I nodi insomma sono venuti al pettine. Questa crisi ha dimostrato che la finanza non può guidare la crescita economica. Sono altri i fattori determinanti. La finanza può essere solo uno strumento di supporto per veicolari il risparmio verso gli investimenti più produttivi e, quindi, selezionare i progetti imprenditoriali che meglio di altri possono stare sul mercato e permettere una crescita sostenibile e duratura dell’economia. Quando invece la logica del guadagno al di sopra di ogni regola (innanzitutto morale) diviene il motore della crescita, prima o poi si verificano situazioni di bolle speculative di cui purtroppo ci si accorge quando è troppo tardi, cioè quando scoppiano. A quel punto i Governi si trovano con le spalle al muro: o salvare il sistema finanziario o salvare i bilanci pubblici. È richiesta un’alta capacità di leadership da parte dei responsabili della politica economica per scegliere dove posizionare il proprio Paese rispetto a questo spettro di opzioni, senza dimenticare che la storia passata e la credibilità acquisita nella gestione dei bilanci pubblici in questo caso gioca un ruolo determinante.
Il caso della Grecia sta qui a dimostrarlo. I Paesi con una credibilità fiscale bassa, incapaci di mantenere in equilibrio i conti pubblici o, peggio ancora, trovati a truccare tali conti, sono i primi a subire le speculazioni di mercato e a rischiare la bancarotta. E questo deve essere di monito all’Italia e a chi chiede un generalizzato allentamento dei cordoni della borsa da parte del Governo, che oggi come non mai fa bene ad evitare di avviare qualsiasi progetto di aumento della spesa pubblica.

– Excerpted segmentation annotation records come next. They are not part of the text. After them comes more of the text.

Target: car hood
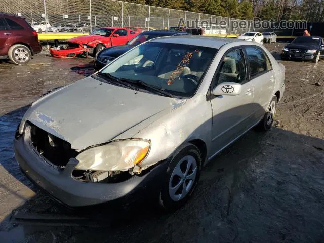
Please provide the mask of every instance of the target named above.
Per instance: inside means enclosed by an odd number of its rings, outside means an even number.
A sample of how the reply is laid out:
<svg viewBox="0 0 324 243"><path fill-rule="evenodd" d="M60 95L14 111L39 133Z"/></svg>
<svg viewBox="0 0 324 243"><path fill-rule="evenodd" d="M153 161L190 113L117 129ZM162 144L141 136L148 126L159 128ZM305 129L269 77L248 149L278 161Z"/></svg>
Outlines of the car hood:
<svg viewBox="0 0 324 243"><path fill-rule="evenodd" d="M115 46L103 50L99 55L100 57L118 57L135 46L131 45Z"/></svg>
<svg viewBox="0 0 324 243"><path fill-rule="evenodd" d="M23 120L68 141L72 148L82 149L108 142L154 116L157 119L184 100L89 77L44 96L33 104Z"/></svg>
<svg viewBox="0 0 324 243"><path fill-rule="evenodd" d="M237 37L238 39L252 39L252 38L254 38L254 36L246 36L245 35L240 35Z"/></svg>
<svg viewBox="0 0 324 243"><path fill-rule="evenodd" d="M319 46L316 45L312 45L311 44L295 44L294 43L290 43L286 45L285 47L286 48L289 48L290 49L316 49L319 48Z"/></svg>
<svg viewBox="0 0 324 243"><path fill-rule="evenodd" d="M75 37L69 39L69 42L75 42L77 43L88 43L88 42L100 39L101 36L95 34L89 35L84 35L82 36Z"/></svg>

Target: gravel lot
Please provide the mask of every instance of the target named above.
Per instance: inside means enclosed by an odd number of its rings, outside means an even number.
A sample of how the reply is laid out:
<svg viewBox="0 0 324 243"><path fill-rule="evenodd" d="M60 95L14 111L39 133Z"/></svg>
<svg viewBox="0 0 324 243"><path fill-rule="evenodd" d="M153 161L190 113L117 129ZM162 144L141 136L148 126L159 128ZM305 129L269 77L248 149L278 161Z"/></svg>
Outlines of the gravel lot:
<svg viewBox="0 0 324 243"><path fill-rule="evenodd" d="M284 45L265 44L277 59ZM324 242L324 60L282 62L286 91L274 127L251 131L217 156L194 196L174 214L143 204L107 209L103 228L13 224L14 210L66 213L20 172L12 139L31 102L90 75L92 62L42 53L25 66L0 63L2 242Z"/></svg>

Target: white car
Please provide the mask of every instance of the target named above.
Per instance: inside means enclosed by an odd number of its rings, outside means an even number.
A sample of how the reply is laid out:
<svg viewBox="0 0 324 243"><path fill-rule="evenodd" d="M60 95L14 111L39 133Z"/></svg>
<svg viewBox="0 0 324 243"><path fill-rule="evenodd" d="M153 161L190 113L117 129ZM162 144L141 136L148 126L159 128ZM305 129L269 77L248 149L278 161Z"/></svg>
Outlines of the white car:
<svg viewBox="0 0 324 243"><path fill-rule="evenodd" d="M51 27L51 25L48 22L47 22L47 26L46 26L45 23L45 21L41 21L39 23L33 22L31 23L31 27L38 33L42 33L42 31L45 31L46 28L48 28L48 28Z"/></svg>
<svg viewBox="0 0 324 243"><path fill-rule="evenodd" d="M245 39L250 42L263 44L263 35L259 32L246 32L237 37L238 39Z"/></svg>

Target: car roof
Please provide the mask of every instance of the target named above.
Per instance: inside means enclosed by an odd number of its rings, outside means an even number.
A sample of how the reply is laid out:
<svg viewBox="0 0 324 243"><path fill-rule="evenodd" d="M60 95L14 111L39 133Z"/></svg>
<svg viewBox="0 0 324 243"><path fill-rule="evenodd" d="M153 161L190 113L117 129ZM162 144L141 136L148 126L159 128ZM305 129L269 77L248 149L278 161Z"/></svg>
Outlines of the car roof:
<svg viewBox="0 0 324 243"><path fill-rule="evenodd" d="M172 32L172 31L170 31ZM196 35L182 35L180 36L161 37L149 40L153 42L165 42L175 44L192 45L201 47L219 49L222 46L233 42L242 40L234 38L221 37L200 36Z"/></svg>
<svg viewBox="0 0 324 243"><path fill-rule="evenodd" d="M127 28L122 28L121 27L102 27L100 29L128 29Z"/></svg>
<svg viewBox="0 0 324 243"><path fill-rule="evenodd" d="M142 33L145 33L146 34L177 34L179 33L184 33L182 31L171 31L170 30L151 30L150 31L145 31Z"/></svg>

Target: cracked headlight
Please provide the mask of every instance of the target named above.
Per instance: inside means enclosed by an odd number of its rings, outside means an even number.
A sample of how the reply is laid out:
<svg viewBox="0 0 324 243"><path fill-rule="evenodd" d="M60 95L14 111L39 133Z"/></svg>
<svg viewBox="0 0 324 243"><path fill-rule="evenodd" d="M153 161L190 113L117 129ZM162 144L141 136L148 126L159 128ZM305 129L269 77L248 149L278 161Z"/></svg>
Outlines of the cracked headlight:
<svg viewBox="0 0 324 243"><path fill-rule="evenodd" d="M143 161L147 155L150 141L129 139L112 141L91 147L76 156L78 170L126 171Z"/></svg>

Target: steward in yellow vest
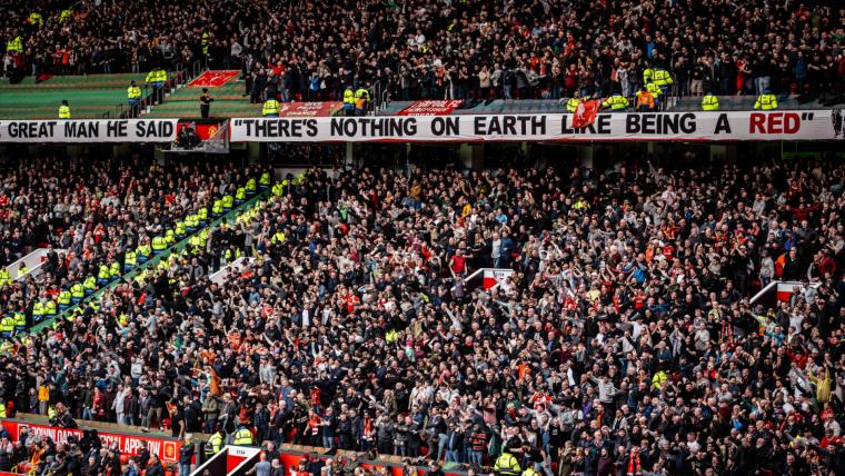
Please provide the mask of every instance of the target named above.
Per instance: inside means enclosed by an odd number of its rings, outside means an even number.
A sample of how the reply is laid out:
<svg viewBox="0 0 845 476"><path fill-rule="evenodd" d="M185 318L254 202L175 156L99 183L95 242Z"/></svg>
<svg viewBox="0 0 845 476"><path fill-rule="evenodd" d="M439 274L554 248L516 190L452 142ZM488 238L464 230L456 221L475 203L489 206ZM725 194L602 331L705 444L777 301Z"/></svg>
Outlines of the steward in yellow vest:
<svg viewBox="0 0 845 476"><path fill-rule="evenodd" d="M59 106L59 119L70 119L70 106L68 106L67 99L61 101L61 106Z"/></svg>
<svg viewBox="0 0 845 476"><path fill-rule="evenodd" d="M713 96L713 93L710 92L704 95L704 98L702 98L702 110L703 111L719 110L719 98Z"/></svg>
<svg viewBox="0 0 845 476"><path fill-rule="evenodd" d="M344 91L344 113L347 116L355 116L355 91L352 86L349 85Z"/></svg>
<svg viewBox="0 0 845 476"><path fill-rule="evenodd" d="M281 107L279 106L279 101L277 101L274 98L270 98L265 101L265 105L261 108L261 115L266 118L277 118L279 117L280 108Z"/></svg>
<svg viewBox="0 0 845 476"><path fill-rule="evenodd" d="M771 111L777 109L777 97L766 89L762 95L757 97L757 102L754 103L754 109L760 109L764 111Z"/></svg>

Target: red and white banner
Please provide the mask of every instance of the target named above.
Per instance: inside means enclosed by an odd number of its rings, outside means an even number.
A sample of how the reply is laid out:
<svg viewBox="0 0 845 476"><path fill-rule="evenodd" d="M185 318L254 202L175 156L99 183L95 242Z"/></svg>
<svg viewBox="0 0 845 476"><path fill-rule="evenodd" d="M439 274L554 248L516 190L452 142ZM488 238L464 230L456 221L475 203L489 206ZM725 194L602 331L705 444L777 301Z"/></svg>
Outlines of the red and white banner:
<svg viewBox="0 0 845 476"><path fill-rule="evenodd" d="M202 140L208 140L209 138L213 137L220 127L219 123L196 123L193 121L185 121L179 122L176 132L179 133L179 131L187 126L192 127L193 130L197 131L197 136L199 136L199 138Z"/></svg>
<svg viewBox="0 0 845 476"><path fill-rule="evenodd" d="M845 138L845 110L232 119L232 142L739 141Z"/></svg>
<svg viewBox="0 0 845 476"><path fill-rule="evenodd" d="M464 102L461 99L417 101L400 110L396 116L448 116Z"/></svg>
<svg viewBox="0 0 845 476"><path fill-rule="evenodd" d="M282 102L279 105L279 117L316 118L329 117L344 106L340 101L320 102Z"/></svg>
<svg viewBox="0 0 845 476"><path fill-rule="evenodd" d="M22 428L28 428L30 437L33 435L49 437L56 443L67 443L69 436L82 437L81 429L56 428L47 425L23 423L19 420L0 420L9 433L12 442L17 442ZM163 463L172 463L179 458L179 442L168 438L152 438L146 436L132 436L120 433L97 432L100 442L106 447L117 445L123 455L136 456L142 448L149 449L150 454L158 455Z"/></svg>
<svg viewBox="0 0 845 476"><path fill-rule="evenodd" d="M177 119L2 120L0 142L172 142Z"/></svg>
<svg viewBox="0 0 845 476"><path fill-rule="evenodd" d="M491 289L501 284L508 276L513 276L514 270L507 268L486 268L484 270L484 289Z"/></svg>
<svg viewBox="0 0 845 476"><path fill-rule="evenodd" d="M232 142L613 142L845 139L845 109L813 111L325 117L339 102L282 105L279 118L231 120ZM0 142L169 142L176 119L3 120Z"/></svg>
<svg viewBox="0 0 845 476"><path fill-rule="evenodd" d="M206 71L188 83L189 88L219 88L240 75L239 70Z"/></svg>

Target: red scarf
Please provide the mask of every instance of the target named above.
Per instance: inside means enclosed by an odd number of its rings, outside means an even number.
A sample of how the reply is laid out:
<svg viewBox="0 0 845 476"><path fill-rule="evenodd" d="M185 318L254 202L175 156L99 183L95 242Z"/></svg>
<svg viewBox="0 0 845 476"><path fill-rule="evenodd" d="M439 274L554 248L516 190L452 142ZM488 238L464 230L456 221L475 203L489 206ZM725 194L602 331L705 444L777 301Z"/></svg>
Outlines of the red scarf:
<svg viewBox="0 0 845 476"><path fill-rule="evenodd" d="M639 470L639 455L630 452L630 456L628 457L628 472L626 475L635 476L640 474Z"/></svg>

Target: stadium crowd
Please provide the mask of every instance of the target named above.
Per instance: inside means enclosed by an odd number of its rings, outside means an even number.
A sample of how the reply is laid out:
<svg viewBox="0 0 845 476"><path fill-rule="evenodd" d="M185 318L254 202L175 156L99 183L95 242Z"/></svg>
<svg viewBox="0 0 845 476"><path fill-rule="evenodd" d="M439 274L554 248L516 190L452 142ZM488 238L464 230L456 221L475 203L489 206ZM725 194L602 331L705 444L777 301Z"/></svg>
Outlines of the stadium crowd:
<svg viewBox="0 0 845 476"><path fill-rule="evenodd" d="M187 236L199 225L188 220L186 227L187 216L210 210L211 198L236 195L247 180L226 162L47 160L12 160L2 168L0 266L48 248L43 265L18 265L14 279L0 270L3 337L11 327L20 331L60 315L151 258L153 249Z"/></svg>
<svg viewBox="0 0 845 476"><path fill-rule="evenodd" d="M10 340L0 394L60 426L247 435L268 460L299 443L547 476L838 475L845 167L747 163L288 177L205 246ZM487 267L514 274L465 282ZM803 284L750 305L773 279ZM0 470L119 466L99 452L32 437L0 445Z"/></svg>
<svg viewBox="0 0 845 476"><path fill-rule="evenodd" d="M146 72L206 61L247 93L338 100L608 97L648 69L675 95L845 91L837 2L0 1L3 73ZM63 7L62 7L63 6Z"/></svg>

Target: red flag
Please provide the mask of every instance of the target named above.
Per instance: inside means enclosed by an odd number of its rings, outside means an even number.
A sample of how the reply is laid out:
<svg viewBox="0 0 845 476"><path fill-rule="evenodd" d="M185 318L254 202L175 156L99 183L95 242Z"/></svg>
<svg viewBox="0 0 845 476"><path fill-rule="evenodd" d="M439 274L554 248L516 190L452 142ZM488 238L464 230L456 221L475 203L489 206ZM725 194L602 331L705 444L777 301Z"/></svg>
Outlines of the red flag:
<svg viewBox="0 0 845 476"><path fill-rule="evenodd" d="M573 128L584 129L595 122L599 106L598 99L583 101L578 105L578 109L575 110L575 116L573 117Z"/></svg>

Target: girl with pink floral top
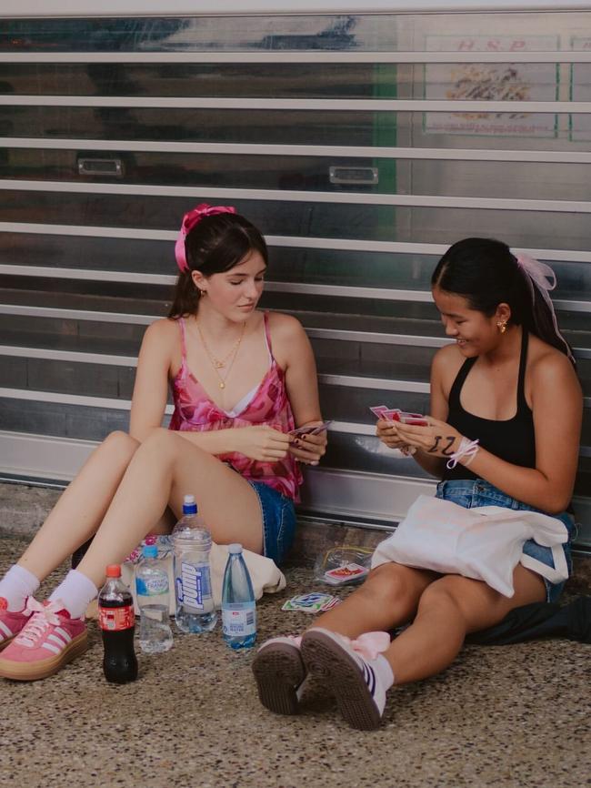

Al contrario la nostra spesa pubblica andrebbe contenuta. Non si può più pensare che ci andrà sempre bene. Sono ormai quasi trent’anni che la politica economica del nostro Paese si trova di fronte vincoli stringenti nella gestione del bilancio pubblico. Non ci può essere nessuna politica di sviluppo senza venire fuori da questa prigionia che dura ormai da troppo tempo. Per farlo, abbiamo disperatamente e urgentemente bisogno di riforme strutturali. Dobbiamo rilanciare la crescita, riducendo la spesa corrente improduttiva, aumentando invece quella capace di creare sviluppo, cioè la spesa in ricerca, istruzione, infrastrutture e innovazione. Abbiamo bisogno di riformare le pensioni e il mercato del lavoro, di dare attuazione al federalismo fiscale senza moltiplicare i centri di spesa, di rendere sempre più efficiente il contrasto all’evasione fiscale: sono i prerequisiti per abbassare la pressione fiscale che strozza la crescita. Abbiamo anche bisogno di attuare tante piccole riforme a costo zero ma con enormi benefici sociali, come la riforma delle professioni, la liberalizzazione dei servizi, una riforma in senso meritocratico dell’accesso alla carriera accademica e nella ricerca scientifica. C’è infine bisogno di un grande salto culturale per separare il potere politico dal potere economico e liberare le risorse buone della società, per rimettere in moto quell’ascensore sociale ormai fermo, che fa temere per la prima volta dopo decenni che la generazione dei figli possa vivere mediamente peggio di quella dei padri.
C’è da sperare che i prossimi tre anni, fortunatamente senza scadenze elettorali, aiutino gli sforzi riformatori della maggioranza di Governo, in uno spirito di confronto con l’opposizione, nella specificità dei ruoli che una corretta dialettica istituzionale dovrebbe garantire.